Machine Learning

Contrastive Learning

Teach a model what's the same and what's different — and skip the labels

Contrastive learning trains an encoder to map matching pairs (augmentations of the same image) close together and mismatched pairs far apart in embedding space — learning useful representations from unlabeled data using the InfoNCE loss.

  • SupervisionSelf-supervised
  • Core lossInfoNCE
  • Positive pairTwo views of one sample
  • NegativesRest of the batch
  • Temperature τ≈ 0.07–0.1

Interactive visualization

Press play, or step through manually. The visualization is yours to drive — try it before reading on.

Open visualization fullscreen ↗

Watch the 60-second explainer

A condensed visual walkthrough — narrated, captioned, under a minute.

The intuition: same vs different

Supervised learning needs a teacher. To learn that a photo is a "cat," someone first had to type the word "cat" next to a million photos. Contrastive learning throws that requirement out. It learns by answering a much cheaper question: which of these two things came from the same source?
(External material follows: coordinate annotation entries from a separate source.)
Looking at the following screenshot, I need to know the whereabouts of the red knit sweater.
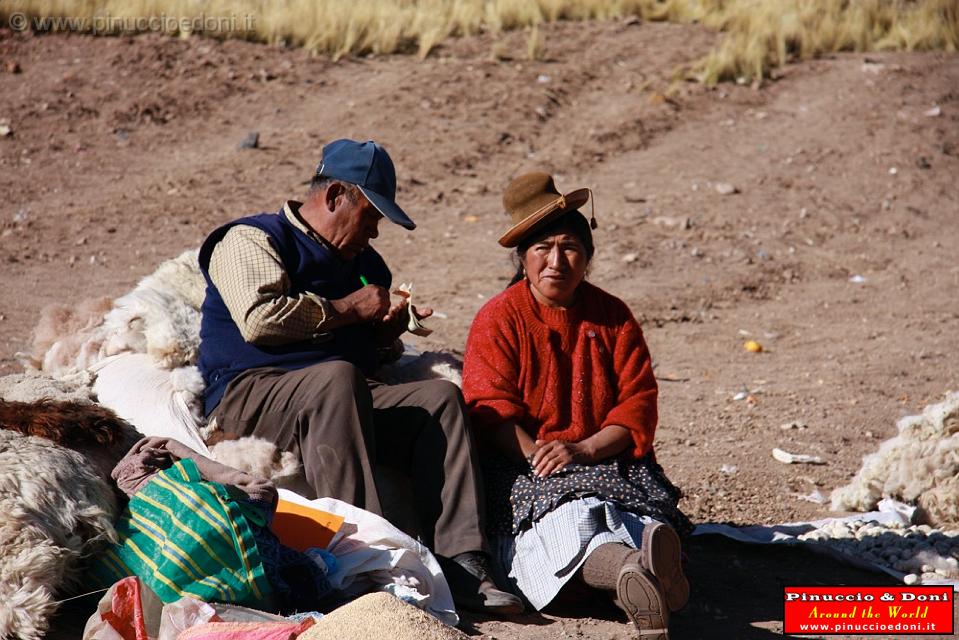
[463,280,657,458]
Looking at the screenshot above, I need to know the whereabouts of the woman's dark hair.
[507,209,595,287]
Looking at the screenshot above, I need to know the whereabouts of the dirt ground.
[0,21,959,638]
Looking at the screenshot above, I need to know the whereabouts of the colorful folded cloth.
[92,459,273,609]
[177,618,314,640]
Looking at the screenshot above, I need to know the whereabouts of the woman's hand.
[530,440,593,478]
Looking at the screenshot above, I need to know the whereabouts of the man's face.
[331,191,383,260]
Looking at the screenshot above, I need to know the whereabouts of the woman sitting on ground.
[463,173,692,639]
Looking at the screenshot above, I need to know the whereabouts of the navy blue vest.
[199,210,393,415]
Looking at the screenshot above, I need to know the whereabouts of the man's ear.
[323,182,345,212]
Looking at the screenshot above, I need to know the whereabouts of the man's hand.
[530,440,593,478]
[376,298,433,346]
[330,284,392,326]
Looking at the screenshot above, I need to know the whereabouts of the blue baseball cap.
[316,139,416,229]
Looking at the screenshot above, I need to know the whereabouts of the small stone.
[651,216,693,229]
[715,182,739,196]
[237,131,260,149]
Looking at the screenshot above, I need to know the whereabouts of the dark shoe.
[439,551,525,614]
[614,562,669,640]
[640,522,689,611]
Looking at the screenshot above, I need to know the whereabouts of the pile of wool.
[8,250,462,488]
[798,520,959,584]
[0,430,117,640]
[20,251,206,378]
[832,393,959,526]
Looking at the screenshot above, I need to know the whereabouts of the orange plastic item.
[270,498,343,551]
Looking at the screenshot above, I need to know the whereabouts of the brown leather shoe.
[614,562,669,640]
[640,522,689,611]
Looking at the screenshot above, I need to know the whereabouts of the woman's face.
[522,233,589,307]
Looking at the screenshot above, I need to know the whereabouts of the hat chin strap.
[586,187,599,231]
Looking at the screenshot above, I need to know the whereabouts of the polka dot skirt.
[483,455,693,536]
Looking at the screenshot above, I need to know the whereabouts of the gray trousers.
[211,362,488,557]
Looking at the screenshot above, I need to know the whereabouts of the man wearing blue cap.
[199,140,523,613]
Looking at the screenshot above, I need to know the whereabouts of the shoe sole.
[616,564,669,640]
[641,523,689,611]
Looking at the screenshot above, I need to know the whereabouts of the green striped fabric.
[92,460,271,606]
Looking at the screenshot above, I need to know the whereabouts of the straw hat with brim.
[499,171,595,247]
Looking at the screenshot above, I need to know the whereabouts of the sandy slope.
[0,17,959,638]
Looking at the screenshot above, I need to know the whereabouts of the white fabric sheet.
[280,489,459,626]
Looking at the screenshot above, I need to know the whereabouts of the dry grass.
[0,0,959,83]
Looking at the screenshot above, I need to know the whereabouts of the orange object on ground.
[270,498,343,551]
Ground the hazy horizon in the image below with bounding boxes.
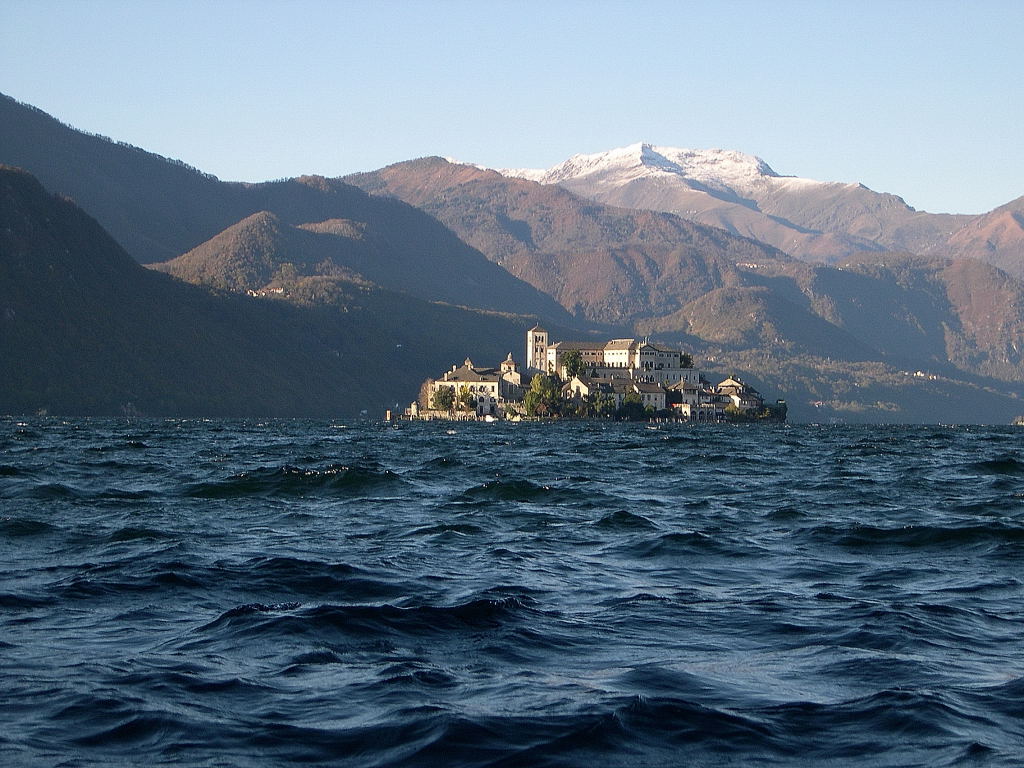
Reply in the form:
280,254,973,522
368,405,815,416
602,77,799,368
0,0,1024,213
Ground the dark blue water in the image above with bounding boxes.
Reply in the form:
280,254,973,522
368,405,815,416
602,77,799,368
0,420,1024,767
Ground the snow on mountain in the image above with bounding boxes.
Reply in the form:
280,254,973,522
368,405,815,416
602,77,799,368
499,143,827,194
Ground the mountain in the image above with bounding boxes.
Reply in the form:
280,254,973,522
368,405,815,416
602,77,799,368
0,167,552,417
940,197,1024,278
502,143,972,261
0,95,570,323
345,158,788,325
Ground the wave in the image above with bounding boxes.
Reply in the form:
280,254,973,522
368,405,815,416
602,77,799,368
185,465,406,499
199,596,536,638
810,521,1024,550
967,454,1024,476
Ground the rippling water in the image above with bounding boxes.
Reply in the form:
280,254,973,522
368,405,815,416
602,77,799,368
0,420,1024,767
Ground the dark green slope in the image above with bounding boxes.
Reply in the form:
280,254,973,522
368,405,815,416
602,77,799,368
0,168,552,417
0,94,570,323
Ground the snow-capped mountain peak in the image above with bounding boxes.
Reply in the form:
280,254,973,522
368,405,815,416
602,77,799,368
500,142,779,190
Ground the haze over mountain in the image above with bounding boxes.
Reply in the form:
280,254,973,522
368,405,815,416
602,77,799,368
6,92,1024,422
0,167,552,417
346,158,1024,391
502,143,1024,276
0,95,569,323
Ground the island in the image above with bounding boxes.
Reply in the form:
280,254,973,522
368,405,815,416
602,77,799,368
404,326,786,423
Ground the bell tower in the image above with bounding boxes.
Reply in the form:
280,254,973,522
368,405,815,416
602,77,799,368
526,325,548,371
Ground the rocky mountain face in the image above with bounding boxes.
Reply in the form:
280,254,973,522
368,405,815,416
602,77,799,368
0,92,1024,422
346,158,1024,393
502,143,1024,276
345,158,788,325
0,167,532,418
0,95,570,323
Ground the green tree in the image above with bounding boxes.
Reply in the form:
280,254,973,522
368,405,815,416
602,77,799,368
459,384,476,411
431,387,455,411
523,374,562,416
615,392,647,421
562,349,587,381
590,392,615,418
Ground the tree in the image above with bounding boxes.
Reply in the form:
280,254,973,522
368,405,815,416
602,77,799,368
459,384,476,411
615,392,647,421
562,349,587,381
592,392,615,417
523,374,562,416
416,379,434,409
432,387,455,411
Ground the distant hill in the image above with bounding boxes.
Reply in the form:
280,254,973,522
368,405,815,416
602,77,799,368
938,197,1024,278
345,158,790,324
503,143,1024,276
347,158,1024,393
0,95,570,323
0,167,552,418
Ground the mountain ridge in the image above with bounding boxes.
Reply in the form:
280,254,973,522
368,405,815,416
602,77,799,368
501,142,1024,276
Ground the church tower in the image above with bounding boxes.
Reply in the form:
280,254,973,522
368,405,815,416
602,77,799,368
526,325,548,371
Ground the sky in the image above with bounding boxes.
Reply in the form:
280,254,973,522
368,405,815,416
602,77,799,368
0,0,1024,213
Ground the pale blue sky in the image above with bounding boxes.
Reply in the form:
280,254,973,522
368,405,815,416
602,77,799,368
0,0,1024,213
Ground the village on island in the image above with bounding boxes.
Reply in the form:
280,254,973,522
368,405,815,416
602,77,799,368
404,326,786,423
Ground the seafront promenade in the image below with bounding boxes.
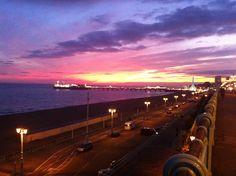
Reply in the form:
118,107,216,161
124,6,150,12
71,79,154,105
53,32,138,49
212,94,236,176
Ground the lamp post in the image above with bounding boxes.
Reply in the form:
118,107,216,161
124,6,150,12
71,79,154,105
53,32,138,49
86,92,89,142
189,136,196,141
144,101,151,113
174,95,179,104
16,128,28,176
182,94,186,100
163,97,168,107
108,109,116,133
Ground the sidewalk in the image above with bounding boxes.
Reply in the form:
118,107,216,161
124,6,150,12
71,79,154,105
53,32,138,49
212,94,236,176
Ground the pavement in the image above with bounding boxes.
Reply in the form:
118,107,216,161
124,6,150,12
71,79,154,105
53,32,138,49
212,94,236,176
0,99,195,176
115,102,197,176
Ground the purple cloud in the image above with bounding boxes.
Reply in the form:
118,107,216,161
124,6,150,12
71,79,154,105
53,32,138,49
189,70,236,76
25,3,236,58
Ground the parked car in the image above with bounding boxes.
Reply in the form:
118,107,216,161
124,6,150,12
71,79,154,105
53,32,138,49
98,167,112,176
140,127,158,136
98,160,116,176
124,121,136,130
77,141,93,152
111,131,120,138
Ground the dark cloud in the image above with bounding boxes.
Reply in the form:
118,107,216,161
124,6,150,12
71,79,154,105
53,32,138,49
91,14,110,25
25,3,236,58
0,61,14,65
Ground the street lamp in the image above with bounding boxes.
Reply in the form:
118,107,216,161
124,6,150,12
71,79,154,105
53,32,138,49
189,136,196,141
163,97,168,106
174,95,179,104
182,94,186,100
16,128,28,176
108,109,116,133
144,101,151,113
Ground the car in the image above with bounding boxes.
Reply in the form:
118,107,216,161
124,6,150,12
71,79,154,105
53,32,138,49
98,167,112,176
77,141,93,152
140,127,158,136
98,160,117,176
111,131,120,138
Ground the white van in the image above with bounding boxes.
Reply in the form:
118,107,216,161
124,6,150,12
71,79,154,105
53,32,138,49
124,121,136,130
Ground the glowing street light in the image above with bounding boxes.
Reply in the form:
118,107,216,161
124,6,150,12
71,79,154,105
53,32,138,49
16,128,28,176
182,94,186,100
144,101,151,113
174,95,179,104
163,97,168,106
108,109,116,133
189,136,196,141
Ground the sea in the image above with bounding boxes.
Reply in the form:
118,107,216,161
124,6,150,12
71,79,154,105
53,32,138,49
0,83,169,116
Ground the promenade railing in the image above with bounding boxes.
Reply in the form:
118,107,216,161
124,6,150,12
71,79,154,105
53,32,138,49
163,92,218,176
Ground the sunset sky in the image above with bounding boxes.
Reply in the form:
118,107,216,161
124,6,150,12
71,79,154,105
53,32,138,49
0,0,236,84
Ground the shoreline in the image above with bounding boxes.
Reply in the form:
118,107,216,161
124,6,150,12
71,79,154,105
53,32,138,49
0,91,187,139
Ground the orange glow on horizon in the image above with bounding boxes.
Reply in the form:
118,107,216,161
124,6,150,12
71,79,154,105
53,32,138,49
67,70,214,83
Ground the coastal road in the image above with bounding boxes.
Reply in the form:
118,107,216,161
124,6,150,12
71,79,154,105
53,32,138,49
25,99,196,176
58,103,197,176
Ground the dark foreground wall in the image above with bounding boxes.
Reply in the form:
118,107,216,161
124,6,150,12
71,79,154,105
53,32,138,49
0,92,188,140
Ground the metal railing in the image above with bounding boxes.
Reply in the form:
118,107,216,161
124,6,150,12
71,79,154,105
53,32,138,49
163,92,217,176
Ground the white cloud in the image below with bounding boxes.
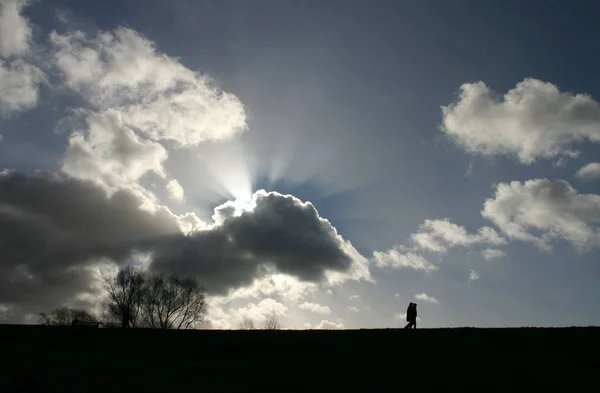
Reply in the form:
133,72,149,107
217,273,317,303
0,0,44,117
415,292,440,304
481,248,506,261
50,28,247,146
298,302,331,314
0,60,44,116
0,0,31,57
316,319,344,330
236,298,288,323
411,219,506,252
441,78,600,164
469,269,479,282
575,162,600,180
394,313,421,322
481,179,600,249
62,110,167,186
373,248,438,272
167,179,185,202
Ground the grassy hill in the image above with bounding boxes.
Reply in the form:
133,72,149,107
0,325,600,392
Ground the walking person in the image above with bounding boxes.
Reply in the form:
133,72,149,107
404,302,417,329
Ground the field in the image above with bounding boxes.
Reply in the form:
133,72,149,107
0,325,600,393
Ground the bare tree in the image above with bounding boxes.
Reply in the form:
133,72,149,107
39,307,96,326
262,313,282,330
238,317,254,330
104,267,145,328
141,274,207,329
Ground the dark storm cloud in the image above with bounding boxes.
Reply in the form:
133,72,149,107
0,171,364,312
153,191,353,294
0,171,179,314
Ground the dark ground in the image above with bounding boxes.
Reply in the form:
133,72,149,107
0,325,600,393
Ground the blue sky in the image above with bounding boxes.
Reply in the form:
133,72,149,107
0,0,600,328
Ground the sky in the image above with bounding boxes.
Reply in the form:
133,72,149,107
0,0,600,329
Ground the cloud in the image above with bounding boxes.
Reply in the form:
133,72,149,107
62,110,168,187
150,190,370,295
0,171,195,315
316,319,344,330
394,313,421,322
167,179,185,202
236,298,288,324
469,269,479,282
0,171,368,318
415,292,440,304
50,27,247,147
373,249,438,272
0,0,31,57
441,78,600,164
0,60,44,117
575,162,600,181
481,248,506,261
221,269,318,303
481,179,600,250
298,302,331,314
0,0,44,117
411,219,506,252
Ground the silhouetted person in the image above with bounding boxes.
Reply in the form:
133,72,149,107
404,302,417,329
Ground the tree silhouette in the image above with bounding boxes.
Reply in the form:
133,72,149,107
238,317,254,330
39,307,96,326
262,313,282,330
104,267,145,328
140,274,207,329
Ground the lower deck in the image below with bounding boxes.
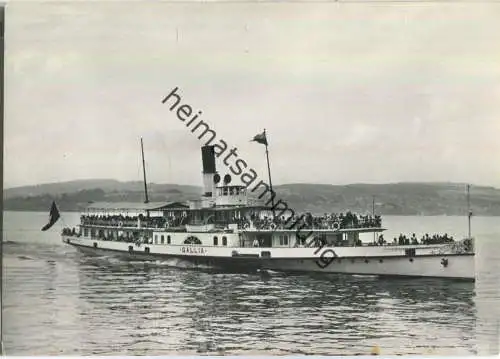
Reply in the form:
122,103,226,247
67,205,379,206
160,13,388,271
63,236,475,280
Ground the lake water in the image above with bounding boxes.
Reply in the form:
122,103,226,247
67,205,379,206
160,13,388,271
2,212,500,355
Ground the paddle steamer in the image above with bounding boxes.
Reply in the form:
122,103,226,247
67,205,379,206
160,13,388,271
62,141,475,280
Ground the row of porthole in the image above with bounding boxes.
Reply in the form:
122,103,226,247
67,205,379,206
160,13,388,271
300,258,413,263
214,236,227,246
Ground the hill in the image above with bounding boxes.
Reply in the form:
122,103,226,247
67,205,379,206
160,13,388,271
4,179,500,216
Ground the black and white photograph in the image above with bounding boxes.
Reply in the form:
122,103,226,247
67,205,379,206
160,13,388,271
0,0,500,356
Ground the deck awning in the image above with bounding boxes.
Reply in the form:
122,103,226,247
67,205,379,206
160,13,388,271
87,202,189,211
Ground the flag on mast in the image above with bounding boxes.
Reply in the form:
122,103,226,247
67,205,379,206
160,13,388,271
250,131,267,146
42,201,60,231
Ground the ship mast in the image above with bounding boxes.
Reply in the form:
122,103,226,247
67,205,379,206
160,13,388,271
467,184,472,239
141,137,149,203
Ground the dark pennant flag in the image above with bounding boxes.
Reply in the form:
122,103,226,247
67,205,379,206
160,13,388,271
42,201,60,231
250,132,267,146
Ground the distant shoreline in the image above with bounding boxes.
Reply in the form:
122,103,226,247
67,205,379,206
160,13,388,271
3,180,500,217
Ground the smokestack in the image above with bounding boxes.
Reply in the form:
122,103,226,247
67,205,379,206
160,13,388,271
201,146,217,197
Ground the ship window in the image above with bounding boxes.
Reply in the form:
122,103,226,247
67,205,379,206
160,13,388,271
184,236,201,244
280,234,288,246
405,248,415,257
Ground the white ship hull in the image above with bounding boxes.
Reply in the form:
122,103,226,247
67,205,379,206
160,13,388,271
263,254,475,280
63,236,475,280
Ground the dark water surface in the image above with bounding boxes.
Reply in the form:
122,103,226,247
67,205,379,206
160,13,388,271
2,212,500,355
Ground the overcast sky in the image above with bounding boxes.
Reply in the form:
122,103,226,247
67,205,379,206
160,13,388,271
4,2,500,187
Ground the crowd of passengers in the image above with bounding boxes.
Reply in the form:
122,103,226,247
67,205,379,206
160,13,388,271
371,233,455,246
238,211,382,230
80,214,187,228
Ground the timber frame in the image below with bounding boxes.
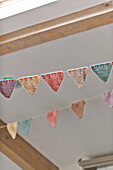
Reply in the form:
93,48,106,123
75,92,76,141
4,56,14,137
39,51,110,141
0,1,113,55
0,1,113,170
0,120,59,170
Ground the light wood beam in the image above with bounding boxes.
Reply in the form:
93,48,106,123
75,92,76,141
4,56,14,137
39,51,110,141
0,1,113,55
0,120,58,170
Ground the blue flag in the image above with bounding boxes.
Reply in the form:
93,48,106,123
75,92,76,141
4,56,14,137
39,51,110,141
91,63,112,82
18,119,32,135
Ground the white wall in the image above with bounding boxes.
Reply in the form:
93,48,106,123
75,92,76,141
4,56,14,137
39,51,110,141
60,162,82,170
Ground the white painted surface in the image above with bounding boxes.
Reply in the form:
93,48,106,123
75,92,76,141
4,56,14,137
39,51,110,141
0,152,22,170
0,0,109,34
60,163,82,170
0,0,58,19
0,22,113,167
0,0,113,170
98,166,113,170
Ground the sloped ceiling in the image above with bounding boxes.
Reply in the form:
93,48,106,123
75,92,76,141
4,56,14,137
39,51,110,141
0,1,113,169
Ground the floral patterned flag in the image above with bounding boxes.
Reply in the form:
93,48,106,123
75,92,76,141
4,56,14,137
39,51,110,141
41,71,64,92
104,90,113,108
71,100,85,119
7,122,18,139
0,79,16,98
67,67,89,88
18,119,32,135
19,75,40,95
46,110,58,127
91,62,112,82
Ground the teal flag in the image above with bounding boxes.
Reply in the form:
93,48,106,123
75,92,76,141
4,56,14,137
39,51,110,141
91,63,112,82
18,119,32,135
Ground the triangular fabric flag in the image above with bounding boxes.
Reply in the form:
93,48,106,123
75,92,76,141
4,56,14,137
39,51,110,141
41,71,64,92
104,90,113,108
71,100,85,119
19,75,40,95
46,110,58,127
7,122,18,139
18,119,32,135
91,62,112,82
0,79,16,98
67,67,89,88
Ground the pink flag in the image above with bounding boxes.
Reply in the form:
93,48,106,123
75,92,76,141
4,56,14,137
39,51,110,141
0,79,16,98
68,67,89,88
19,76,40,95
46,110,58,127
41,71,64,92
104,90,113,108
71,100,85,119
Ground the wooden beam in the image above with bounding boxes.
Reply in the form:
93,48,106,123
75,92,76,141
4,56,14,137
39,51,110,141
0,120,58,170
0,1,113,55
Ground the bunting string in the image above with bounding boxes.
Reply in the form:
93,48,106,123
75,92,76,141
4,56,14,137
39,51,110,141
0,61,113,139
0,89,111,129
0,61,113,98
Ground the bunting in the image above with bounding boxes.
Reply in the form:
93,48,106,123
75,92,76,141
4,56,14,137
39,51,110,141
104,90,113,108
19,76,40,95
46,110,58,127
7,122,18,139
0,61,113,98
0,87,113,139
91,63,112,82
0,79,16,98
68,67,89,88
18,119,32,135
71,100,85,119
41,71,64,92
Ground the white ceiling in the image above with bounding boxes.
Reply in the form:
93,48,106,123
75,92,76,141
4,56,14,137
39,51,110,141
0,0,113,170
0,0,109,34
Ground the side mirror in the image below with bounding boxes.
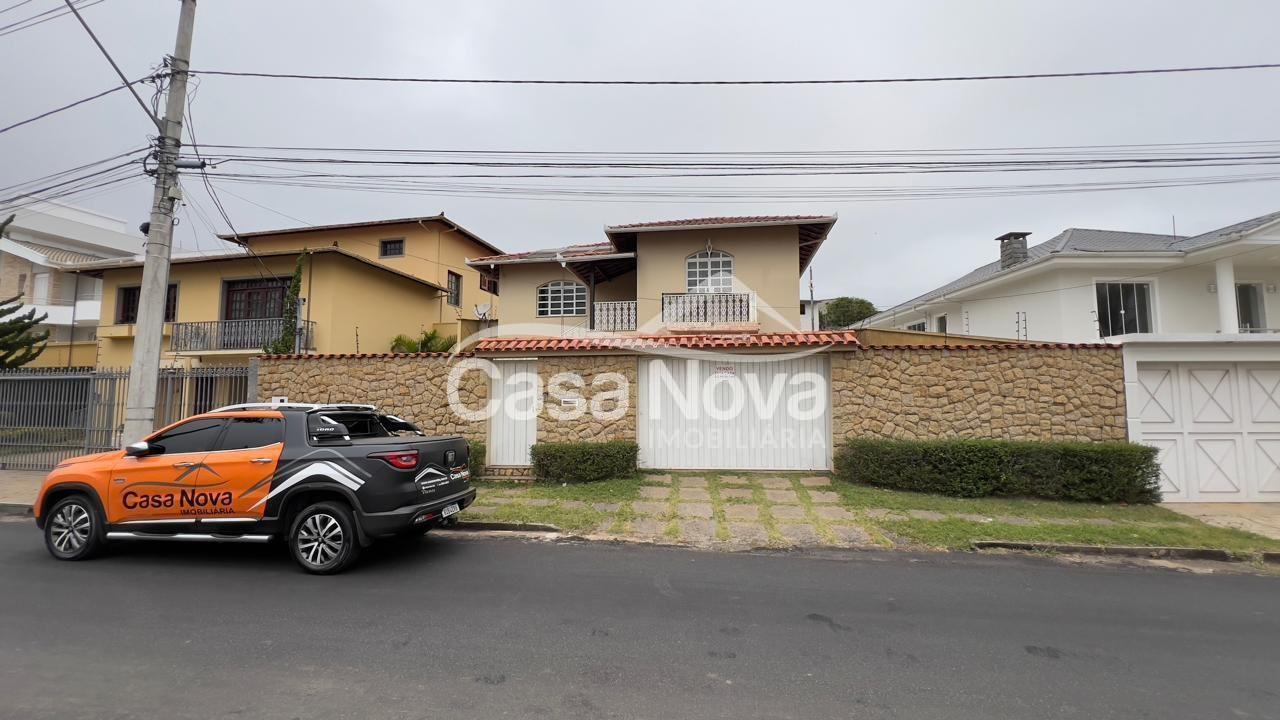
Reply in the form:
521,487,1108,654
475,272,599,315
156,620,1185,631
124,441,156,457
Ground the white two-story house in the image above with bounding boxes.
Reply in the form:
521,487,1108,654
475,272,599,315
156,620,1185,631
0,201,143,368
859,207,1280,502
858,213,1280,342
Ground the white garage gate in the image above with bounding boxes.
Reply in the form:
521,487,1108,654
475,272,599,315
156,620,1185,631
1125,343,1280,502
637,354,831,470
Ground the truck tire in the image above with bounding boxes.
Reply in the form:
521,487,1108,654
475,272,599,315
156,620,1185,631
289,501,360,575
45,493,106,560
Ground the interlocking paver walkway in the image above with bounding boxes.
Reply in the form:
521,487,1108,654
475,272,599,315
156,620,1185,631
467,473,1218,550
724,505,760,520
764,489,800,505
676,502,712,519
769,505,805,520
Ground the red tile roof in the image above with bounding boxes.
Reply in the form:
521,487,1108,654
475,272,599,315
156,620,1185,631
474,331,858,352
257,352,475,360
858,342,1120,352
467,242,617,265
605,215,835,232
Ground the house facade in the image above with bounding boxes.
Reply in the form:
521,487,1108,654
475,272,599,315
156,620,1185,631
858,213,1280,342
467,215,836,337
859,213,1280,502
67,215,498,368
0,201,142,368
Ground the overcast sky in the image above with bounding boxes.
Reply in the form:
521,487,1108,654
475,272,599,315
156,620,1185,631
0,0,1280,307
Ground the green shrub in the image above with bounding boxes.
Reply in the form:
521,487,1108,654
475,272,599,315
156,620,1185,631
467,439,485,478
835,439,1160,503
530,439,640,483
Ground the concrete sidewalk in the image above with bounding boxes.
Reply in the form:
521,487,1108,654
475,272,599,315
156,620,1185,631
1161,502,1280,539
0,470,47,512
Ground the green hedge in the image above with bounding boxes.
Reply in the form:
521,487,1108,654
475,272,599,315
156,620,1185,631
835,439,1160,503
530,439,640,483
467,439,485,478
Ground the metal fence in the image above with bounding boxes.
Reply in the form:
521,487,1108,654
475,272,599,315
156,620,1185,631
169,318,316,352
0,368,250,470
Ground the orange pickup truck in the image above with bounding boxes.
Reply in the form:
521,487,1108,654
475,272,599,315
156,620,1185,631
35,405,476,574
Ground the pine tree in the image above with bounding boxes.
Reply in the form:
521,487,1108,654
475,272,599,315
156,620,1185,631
0,215,49,368
262,251,307,355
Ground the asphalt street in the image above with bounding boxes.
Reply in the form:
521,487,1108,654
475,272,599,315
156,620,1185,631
0,520,1280,720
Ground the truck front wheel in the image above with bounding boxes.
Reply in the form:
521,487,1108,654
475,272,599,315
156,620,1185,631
289,501,360,575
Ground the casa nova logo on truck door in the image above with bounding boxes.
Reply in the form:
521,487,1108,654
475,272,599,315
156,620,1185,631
120,462,234,515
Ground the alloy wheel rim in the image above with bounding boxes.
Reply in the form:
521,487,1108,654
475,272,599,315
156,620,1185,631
51,503,93,555
298,512,346,568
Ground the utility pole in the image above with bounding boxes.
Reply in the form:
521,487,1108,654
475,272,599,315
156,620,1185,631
809,265,822,331
123,0,196,443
Take one photo of a dog. Crop it two different ways, jitter the colors, flip one horizontally. You now have two views of the same underlying thing — a positive pair. Every other photo in the batch is a negative. Train an encoder so that the two views land near each other in a vector space and the negatives land far away, and a remarkable thing happens: the encoder is forced to discover the features that survive cropping and color shifts — shape, texture, the actual semantics of "dog" — because those are the only things the two views still share. The augmentations are doing the labeling for free.

The payoff is a general-purpose representation. After contrastive pre-training on unlabeled images, a single linear layer trained on a small labeled set reaches accuracy that used to require full supervised training. The expensive labels are needed only for the final, tiny fine-tuning step.

How it works: pull positives, push negatives

The machinery has four moving parts:

  1. Augmentation. Each input x is transformed twice by random operations (crop, resize, color jitter, blur, grayscale) to produce two correlated views x̃ᵢ and x̃ⱼ. SimCLR's ablations show this choice matters more than the architecture — random crop + color distortion is the workhorse combination.
  2. Encoder. A backbone f(·) (a ResNet, a ViT) maps each view to a representation h. This is the thing you keep and reuse downstream.
  3. Projection head. A small MLP g(·) maps h to a lower-dimensional z where the loss is computed. Crucially, you throw this head away after pre-training — representations one layer before the loss are measurably better for transfer.
  4. L2 normalization. Each z is projected onto the unit hypersphere, so "similarity" becomes a cosine — a dot product of unit vectors, bounded in [-1, 1].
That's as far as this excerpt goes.